Background and Objectives
Longitudinal studies assessing cyclic fluctuations of migraine attacks using time series analysis are scarce. Here, we analyze headache frequency fluctuations over a year in a cohort of patients with migraine, and we then evaluate how this behavior has an effect on clinical evolution.
Monthly headache frequency was prospectively collected using an electronic diary. Prognosis after 1 year was calculated as the headache frequency change rate after 12 months (HCR-M12) as a dependent variable. Monthly headache time series was decomposed into all the possible sum of sinusoids through a fast Fourier transform (FFT) algorithm, and the frequencies with the highest power were used to define the patient’s cyclic phenotype during 1 year (patient’s number of cycles per year, c/y). Patients with a cyclic phenotype were those with >2 c/y. Finally, we studied how this cyclic phenotype was associated with HCR-M12 using generalized linear models (GLMs).

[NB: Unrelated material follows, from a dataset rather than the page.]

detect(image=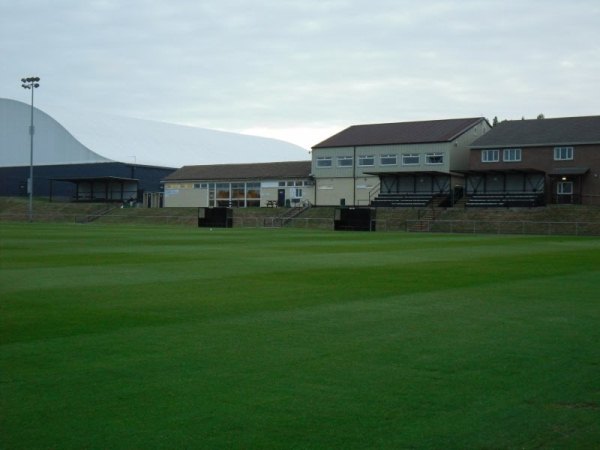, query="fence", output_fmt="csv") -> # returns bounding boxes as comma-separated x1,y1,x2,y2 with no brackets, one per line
400,220,600,236
0,213,600,236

A total of 142 patients were included (85.2% female; mean age 48.0 ± 9.7 years), 50.0% fulfilled the International Classification of Headache Disorders, third edition, criteria for chronic migraine (CM). After 1 year, a 50.7% (72/142) of patients changed their initial diagnosis, and progression (frequency worsening) was observed in 14.1% (10/71) of patients with episodic migraine (EM). After applying an FFT, 45.1% (64/142) of patients fitted into a cyclic phenotype. In GLM, statistically significant main effects associated with HCR-M12 were the use of preventive therapy (β [SE]: 74.1 [34.6]; p = 0.034) and cyclic phenotype (β [SE]: 158.33 [55.1]; p = 0.005). A post hoc analysis found that patients with EM with cyclic phenotype without adequate preventive therapy were statistically significantly associated with progression.
Monthly headache frequency data can be fitted by sinusoidal models. Having a cyclic phenotype has an effect on clinical evolution and has been statistically significantly associated with migraine progression after 1 year. Particularly, patients with EM with cyclic phenotype tend to increase their headache frequency over time. Preventive treatment seems to play a fundamental role in modulating this cyclic behavior, especially in patients with low-frequency EM.